At Peggy’s Cove they have a saying: “The fog comes and goes at will. You should not begrudge it for this, but only wish that you could be as free.”
Day 1: Arrived in Halifax yesterday to purchase food, supplies and weigh in. Debbie Brekelmans, Maritime Airs ace pilot, assesses the weather and decides that the cloud cover is low, but acceptable and she can fly underneath at 650-700 feet. Having fully expected weather delays I had allowed ten days for the expedition and I am elated that my first scheduled departure day is about to materialize. I knew that planning a trip there in June, one of the foggiest months, would be risky for flights. It was a gamble that paid off….

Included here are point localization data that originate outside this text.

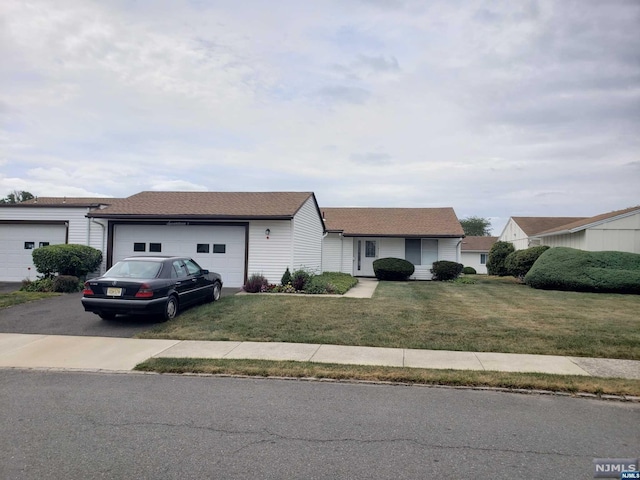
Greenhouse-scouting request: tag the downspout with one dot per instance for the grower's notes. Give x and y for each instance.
(324, 235)
(104, 231)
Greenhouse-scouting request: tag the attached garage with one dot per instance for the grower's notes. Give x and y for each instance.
(220, 248)
(17, 242)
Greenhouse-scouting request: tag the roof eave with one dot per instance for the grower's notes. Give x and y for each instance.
(403, 235)
(187, 217)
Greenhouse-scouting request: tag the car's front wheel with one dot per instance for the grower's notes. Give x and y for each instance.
(171, 308)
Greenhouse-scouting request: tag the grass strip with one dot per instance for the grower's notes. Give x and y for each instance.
(492, 315)
(16, 298)
(268, 368)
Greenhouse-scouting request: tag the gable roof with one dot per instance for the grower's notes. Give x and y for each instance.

After we fly out past the rocky coast of Nova Scotia and over open ocean, it hits me that I may have ten full days for this experience. We are flying so low that I am able to spot whales and I feel this must be a good omen.
The nearer we get to Sable, the more our pilot is having to weave her way in and around fog patches and by the time we get to where the island is located we no longer have visual contact with the ground. Since she is landing by visual control, there is no option but to stay airborne. After climbing above the fog several times to scout for an opening Debbie tells us that she can continue circling in the hopes that the fog will break, with fuel to manage this for one hour at a cost of $20/minute. Or we could turn back and abandon the trip. In over 300 trips to Sable she has only had to turn back twice. Just as the discussion begins the clouds suddenly part and we could see the island in its entirety!
A huge collective sigh of relief from 5 passengers with their hearts set on a Sable Island adventure, brings the plane into final approach on the sandy plains near main station. Hurriedly we unload the plane, our bags and supplies placed on Gators and ferried to the staff quarters. A quick (and familiar) briefing by acting island supervisor Alan Wilson, and I dash out the door with my gear on my back.
It has been two years and three months since my last visit. There is no doubt that I have formed an attachment to this place and to the horses. Not so much towards individuals, but more as a place that constantly exists in my mind so fully that upon returning it feels like a homecoming. This time there is an added element, one that is not so kind. It is a pervasive feeling that I must succeed in bringing home imagery above and beyond my previous trips. There is now an expectation, from myself and my clientele, and it has made me anxious.
A brief reconnaissance from the high dunes suggests that there are more horses to the west. The first individual I see is far in the distance, alone and moving slowly. Horses seldom travel alone, so I am thinking there must be more nearby. As I approach, the reason becomes clearer. This horse is injured, his right knee badly swollen and he is having difficulty traveling. It is the liver stallion ‘Spook’ and he is in bad shape and has lost his herd. He keeps looking into the distance as if to detect the slightest indication of other horses. An immediate reminder that life on Sable is not easy, and that help is not near. I wonder at this point if he will survive his injury, as I know many have not.
The light is typically flat and grey and I struggle to come up with something that will work photographically, but am grateful it is not raining. I come across several small bands including the silver foal from 2010, now a rambunctious two year old and doing really well. A yearling colt, looking shaggy and unkempt is doing his best to lose his furry foal coat in lieu of a smooth adult one. He is overtly friendly, crossing the line to nuisance and I have to push him away.